“Togliete la deforestazione dal menu” è uno slogan efficace, ma ha un difetto potenzialmente fatale – sono solo parole. E per carità, non fraintendeteci: vero che la penna ferisce più della spada e ogni parola può pesare come un macigno e tutto un po’, ma resta innegabile che gli appelli, così formulati, rischiano di cadere su orecchie ostinatamente sorde. Meglio puntare sullo scioccante, sul diretto, sul visivo: lo sa bene Greenpeace, com’è evidente dalla sua ultima campagna contro McDonald’s.
Pane morbido, formaggio fuso, insalata e pomodori freschi, salse dal colore più che eloquente e una testa di koala: questi gli ingredienti del cosiddetto Koala Burger, la punta di diamante della più recente trovata di Greenpeace per denunciare il legame tra la produzione di carne bovina degli archi dorati e la distruzione degli habitat di questi particolari animali.

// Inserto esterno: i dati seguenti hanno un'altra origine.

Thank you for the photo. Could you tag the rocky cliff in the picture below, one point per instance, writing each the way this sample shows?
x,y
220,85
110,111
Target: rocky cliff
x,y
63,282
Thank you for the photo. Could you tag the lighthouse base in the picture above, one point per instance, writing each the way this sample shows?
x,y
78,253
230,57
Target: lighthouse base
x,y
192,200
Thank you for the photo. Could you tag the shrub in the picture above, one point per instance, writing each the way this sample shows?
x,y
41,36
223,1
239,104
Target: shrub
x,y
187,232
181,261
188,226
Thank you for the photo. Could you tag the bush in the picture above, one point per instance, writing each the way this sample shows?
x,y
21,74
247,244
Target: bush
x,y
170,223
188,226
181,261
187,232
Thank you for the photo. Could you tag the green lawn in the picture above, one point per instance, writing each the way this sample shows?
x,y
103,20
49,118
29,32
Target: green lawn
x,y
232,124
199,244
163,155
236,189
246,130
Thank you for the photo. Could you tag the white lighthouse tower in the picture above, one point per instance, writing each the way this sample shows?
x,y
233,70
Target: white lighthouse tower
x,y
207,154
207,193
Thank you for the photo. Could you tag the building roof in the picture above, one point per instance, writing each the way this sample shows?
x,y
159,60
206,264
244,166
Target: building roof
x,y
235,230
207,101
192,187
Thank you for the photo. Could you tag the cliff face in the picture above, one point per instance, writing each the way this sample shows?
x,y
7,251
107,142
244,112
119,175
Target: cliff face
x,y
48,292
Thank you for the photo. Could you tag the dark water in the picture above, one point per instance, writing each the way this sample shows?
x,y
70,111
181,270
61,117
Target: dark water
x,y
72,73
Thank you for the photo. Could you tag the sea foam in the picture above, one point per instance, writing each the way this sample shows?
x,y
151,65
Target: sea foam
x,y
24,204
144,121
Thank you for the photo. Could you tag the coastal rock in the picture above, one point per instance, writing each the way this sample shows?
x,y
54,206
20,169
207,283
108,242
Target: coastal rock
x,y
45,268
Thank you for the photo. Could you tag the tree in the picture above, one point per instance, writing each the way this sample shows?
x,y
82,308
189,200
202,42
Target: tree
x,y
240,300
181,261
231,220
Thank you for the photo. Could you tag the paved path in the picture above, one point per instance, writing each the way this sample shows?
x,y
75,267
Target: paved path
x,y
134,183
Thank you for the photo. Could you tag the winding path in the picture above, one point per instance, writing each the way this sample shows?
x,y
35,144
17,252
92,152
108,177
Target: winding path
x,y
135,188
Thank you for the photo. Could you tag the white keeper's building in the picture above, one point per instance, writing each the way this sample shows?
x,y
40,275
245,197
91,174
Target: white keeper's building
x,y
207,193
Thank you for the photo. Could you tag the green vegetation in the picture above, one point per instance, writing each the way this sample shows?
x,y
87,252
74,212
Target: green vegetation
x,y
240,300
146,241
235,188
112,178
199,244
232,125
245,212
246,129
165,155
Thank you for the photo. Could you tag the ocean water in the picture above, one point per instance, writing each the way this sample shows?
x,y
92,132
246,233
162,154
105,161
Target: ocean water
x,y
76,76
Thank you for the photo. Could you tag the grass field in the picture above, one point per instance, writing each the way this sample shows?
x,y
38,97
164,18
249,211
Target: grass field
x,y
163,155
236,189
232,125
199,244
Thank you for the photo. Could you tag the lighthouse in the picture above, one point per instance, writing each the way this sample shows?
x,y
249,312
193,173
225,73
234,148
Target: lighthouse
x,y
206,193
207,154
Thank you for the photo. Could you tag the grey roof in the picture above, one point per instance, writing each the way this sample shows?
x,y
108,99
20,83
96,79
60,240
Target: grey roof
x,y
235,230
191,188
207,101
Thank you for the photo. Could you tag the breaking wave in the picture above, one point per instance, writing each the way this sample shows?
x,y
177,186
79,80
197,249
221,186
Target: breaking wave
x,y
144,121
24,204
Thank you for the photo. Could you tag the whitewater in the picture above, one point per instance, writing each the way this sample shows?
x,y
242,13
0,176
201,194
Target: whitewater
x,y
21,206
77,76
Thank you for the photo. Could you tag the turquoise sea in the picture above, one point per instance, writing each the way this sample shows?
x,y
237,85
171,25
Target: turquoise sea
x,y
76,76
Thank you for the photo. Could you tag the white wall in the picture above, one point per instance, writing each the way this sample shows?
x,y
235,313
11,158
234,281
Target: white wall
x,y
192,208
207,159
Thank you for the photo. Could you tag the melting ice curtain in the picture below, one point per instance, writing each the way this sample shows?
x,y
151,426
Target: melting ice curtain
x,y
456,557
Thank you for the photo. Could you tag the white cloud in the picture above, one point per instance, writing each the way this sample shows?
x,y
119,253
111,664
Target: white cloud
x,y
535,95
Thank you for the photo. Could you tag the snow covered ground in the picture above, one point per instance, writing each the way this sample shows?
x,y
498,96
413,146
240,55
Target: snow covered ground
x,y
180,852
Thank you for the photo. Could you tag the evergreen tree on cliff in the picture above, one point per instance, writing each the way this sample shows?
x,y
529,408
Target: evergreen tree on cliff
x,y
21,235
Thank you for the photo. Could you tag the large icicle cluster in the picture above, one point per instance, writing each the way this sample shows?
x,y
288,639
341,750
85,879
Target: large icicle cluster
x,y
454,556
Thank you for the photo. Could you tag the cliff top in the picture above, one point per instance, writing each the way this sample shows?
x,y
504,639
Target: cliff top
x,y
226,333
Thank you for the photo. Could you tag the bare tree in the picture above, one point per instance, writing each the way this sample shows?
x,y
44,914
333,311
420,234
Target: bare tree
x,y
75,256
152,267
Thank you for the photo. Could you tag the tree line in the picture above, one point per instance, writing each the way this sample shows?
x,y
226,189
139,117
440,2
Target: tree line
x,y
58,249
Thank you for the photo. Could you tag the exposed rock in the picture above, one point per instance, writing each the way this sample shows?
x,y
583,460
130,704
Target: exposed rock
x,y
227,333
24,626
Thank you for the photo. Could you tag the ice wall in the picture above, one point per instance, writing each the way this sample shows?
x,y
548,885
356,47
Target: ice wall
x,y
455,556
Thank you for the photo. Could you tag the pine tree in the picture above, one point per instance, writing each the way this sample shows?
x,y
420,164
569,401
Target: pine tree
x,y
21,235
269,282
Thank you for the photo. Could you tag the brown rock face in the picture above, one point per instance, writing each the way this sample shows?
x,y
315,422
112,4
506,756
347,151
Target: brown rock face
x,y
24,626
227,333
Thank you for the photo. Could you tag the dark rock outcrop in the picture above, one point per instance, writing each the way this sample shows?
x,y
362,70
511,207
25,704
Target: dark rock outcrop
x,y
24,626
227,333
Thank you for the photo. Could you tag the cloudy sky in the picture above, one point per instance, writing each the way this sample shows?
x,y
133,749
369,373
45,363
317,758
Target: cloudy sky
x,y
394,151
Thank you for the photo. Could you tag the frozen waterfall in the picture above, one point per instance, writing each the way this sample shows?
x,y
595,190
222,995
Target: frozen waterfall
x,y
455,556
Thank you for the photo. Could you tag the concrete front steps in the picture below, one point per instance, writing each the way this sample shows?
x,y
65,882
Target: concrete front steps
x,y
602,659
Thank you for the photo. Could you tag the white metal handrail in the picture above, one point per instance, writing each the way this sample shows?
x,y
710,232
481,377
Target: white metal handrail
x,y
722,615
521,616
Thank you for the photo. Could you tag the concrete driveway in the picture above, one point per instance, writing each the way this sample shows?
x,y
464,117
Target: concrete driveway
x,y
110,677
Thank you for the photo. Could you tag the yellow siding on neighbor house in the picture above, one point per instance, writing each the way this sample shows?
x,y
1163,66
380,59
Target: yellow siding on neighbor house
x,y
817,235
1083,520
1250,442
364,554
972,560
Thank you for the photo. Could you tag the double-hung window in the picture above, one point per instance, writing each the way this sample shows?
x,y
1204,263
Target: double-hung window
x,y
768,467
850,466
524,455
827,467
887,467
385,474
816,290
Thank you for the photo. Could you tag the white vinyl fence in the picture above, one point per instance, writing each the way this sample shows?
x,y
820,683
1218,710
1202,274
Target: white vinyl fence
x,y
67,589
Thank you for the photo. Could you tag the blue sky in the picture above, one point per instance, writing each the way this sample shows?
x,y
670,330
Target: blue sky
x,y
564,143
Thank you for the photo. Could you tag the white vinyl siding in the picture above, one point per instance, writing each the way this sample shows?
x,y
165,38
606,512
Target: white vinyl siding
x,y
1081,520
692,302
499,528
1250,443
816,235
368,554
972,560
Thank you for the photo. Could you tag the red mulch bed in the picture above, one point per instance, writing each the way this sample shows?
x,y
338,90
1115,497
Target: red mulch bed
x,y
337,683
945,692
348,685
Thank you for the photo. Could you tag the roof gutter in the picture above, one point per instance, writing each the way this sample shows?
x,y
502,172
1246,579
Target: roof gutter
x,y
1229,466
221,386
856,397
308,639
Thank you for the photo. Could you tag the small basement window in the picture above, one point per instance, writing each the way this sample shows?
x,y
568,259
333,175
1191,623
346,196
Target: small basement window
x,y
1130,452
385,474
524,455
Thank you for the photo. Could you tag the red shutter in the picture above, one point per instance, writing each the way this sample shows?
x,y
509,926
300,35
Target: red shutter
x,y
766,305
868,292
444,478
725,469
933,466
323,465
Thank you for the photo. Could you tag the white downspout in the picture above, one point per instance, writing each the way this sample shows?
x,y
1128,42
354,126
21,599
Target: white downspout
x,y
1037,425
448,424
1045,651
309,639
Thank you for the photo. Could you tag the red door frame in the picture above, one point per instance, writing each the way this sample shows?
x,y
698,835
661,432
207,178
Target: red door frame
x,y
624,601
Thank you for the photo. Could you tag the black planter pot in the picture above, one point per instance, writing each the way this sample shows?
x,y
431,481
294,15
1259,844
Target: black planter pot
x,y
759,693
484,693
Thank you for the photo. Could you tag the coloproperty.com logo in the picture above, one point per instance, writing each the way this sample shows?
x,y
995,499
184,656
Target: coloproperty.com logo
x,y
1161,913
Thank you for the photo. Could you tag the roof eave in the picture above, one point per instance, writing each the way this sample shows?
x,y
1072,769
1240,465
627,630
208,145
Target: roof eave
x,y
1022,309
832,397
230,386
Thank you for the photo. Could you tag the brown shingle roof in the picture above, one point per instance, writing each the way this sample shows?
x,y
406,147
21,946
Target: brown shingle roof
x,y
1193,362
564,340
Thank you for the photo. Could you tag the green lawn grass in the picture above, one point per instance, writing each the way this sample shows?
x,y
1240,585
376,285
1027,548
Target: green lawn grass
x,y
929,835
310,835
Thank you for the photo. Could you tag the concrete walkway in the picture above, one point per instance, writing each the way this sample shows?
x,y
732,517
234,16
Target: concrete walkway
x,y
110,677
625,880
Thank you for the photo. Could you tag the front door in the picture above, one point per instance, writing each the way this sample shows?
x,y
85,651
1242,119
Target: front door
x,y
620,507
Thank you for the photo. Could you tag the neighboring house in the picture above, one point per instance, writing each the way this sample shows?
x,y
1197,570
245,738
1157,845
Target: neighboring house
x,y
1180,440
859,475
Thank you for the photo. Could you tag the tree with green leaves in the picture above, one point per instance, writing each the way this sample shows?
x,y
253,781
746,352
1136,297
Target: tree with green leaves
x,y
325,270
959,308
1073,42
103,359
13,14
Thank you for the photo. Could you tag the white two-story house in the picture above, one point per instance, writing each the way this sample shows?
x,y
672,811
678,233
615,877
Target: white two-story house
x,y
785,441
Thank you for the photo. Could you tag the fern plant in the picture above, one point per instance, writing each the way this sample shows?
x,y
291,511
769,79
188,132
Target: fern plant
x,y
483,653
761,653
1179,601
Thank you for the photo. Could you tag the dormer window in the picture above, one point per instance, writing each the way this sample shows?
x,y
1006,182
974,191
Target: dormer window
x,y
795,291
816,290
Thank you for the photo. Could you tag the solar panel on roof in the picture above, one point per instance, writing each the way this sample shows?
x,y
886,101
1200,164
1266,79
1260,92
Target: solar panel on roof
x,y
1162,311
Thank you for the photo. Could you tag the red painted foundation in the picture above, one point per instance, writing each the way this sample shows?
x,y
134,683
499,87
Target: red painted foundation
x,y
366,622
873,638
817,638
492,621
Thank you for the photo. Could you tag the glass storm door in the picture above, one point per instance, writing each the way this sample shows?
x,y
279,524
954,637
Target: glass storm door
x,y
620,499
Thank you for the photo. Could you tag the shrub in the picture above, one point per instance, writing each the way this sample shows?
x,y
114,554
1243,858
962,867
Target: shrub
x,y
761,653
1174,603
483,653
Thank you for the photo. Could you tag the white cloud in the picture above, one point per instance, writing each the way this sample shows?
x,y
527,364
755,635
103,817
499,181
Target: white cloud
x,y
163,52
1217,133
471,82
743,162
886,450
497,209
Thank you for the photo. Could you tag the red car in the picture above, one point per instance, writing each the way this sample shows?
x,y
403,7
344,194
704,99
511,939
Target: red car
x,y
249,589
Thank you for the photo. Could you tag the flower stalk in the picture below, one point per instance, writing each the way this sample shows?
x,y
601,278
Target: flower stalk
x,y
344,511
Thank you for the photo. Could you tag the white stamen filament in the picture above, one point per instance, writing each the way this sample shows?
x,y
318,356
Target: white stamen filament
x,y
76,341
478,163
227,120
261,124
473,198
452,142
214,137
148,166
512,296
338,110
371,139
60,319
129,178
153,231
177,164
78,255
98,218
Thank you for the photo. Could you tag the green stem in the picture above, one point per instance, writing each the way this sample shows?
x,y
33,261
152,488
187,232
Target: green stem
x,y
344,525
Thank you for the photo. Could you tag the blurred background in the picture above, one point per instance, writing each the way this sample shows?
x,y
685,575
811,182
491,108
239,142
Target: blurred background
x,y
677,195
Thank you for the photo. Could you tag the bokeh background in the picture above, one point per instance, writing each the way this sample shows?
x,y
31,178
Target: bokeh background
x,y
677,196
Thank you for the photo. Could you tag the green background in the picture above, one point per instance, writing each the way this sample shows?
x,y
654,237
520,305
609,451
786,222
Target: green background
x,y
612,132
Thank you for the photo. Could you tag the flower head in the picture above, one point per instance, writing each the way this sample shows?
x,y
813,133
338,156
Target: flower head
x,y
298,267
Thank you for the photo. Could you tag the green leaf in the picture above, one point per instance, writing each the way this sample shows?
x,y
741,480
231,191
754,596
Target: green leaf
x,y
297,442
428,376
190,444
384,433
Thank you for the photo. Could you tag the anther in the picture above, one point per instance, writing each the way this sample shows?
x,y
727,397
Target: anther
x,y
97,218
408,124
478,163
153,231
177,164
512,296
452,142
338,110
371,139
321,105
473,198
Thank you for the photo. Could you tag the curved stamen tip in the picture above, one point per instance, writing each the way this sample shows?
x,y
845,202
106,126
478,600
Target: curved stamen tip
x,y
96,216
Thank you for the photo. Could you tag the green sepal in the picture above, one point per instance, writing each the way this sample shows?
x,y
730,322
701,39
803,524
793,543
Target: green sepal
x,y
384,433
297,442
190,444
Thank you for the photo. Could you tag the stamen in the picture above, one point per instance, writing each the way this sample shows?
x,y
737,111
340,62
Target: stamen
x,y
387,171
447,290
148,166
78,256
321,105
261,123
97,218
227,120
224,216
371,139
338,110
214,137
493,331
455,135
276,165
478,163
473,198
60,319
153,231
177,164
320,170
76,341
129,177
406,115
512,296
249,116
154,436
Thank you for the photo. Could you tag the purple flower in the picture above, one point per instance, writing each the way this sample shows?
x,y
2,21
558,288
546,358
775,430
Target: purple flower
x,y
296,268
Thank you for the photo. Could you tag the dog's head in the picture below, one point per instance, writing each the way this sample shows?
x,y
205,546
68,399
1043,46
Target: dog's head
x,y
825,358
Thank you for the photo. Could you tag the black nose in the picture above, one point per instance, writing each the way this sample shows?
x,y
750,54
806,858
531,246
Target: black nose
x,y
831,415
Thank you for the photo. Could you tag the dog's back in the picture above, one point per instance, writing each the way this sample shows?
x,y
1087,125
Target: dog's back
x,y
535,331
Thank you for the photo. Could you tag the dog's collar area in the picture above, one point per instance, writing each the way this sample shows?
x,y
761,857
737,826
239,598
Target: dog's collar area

La reazione del pubblico e di McDonald’s
Uno studio dell’organizzazione ha reso manifesto che ogni anno vengono distrutti 130 mila ettari di habitat a rischio di estinzione per fare spazio agli allevamenti – ricordiamo, tra parentesi, che i bovini sono notoriamente i più inquinanti – che eventualmente forniscono i punti vendita del colosso a stelle e strisce.
La campagna di Greenpeace, come abbiamo lasciato intendere, è stata declinata in più vie: qualche settimana fa un gruppo di sei attivisti vestiti da marsupiali si sono arrampicati sull’insegna di un punto vendita in quel di Melbourne, srotolando uno striscione che recitava “Togliete la deforestazione dal menu”. A muovere gli ingranaggi, però, è stato anche e soprattutto il Koala Burger, presentato con un breve video caricato sui canali social dell’organizzazione e su YouTube.
Una trovata certamente cruda, e probabilmente proprio per questo particolarmente efficace: molti consumatori australiani, scioccati dalle rivelazioni di Greenpeace, hanno fatto fronte comune e chiesto a McDonald’s di adottare misure più concrete per proteggere le foreste australiane.
La risposta del colosso dagli archi dorati non si è fatta attendere: l’azienda ha fiaccamente dichiarato di essere già impegnata a ridurre l’impatto ambientale delle proprie attività, e anche di avere già dato il semaforo verde ad alcune iniziative per promuovere la sostenibilità nella propria catena di approvvigionamento. Cos’è che dicevamo, in apertura di articolo, sulle parole?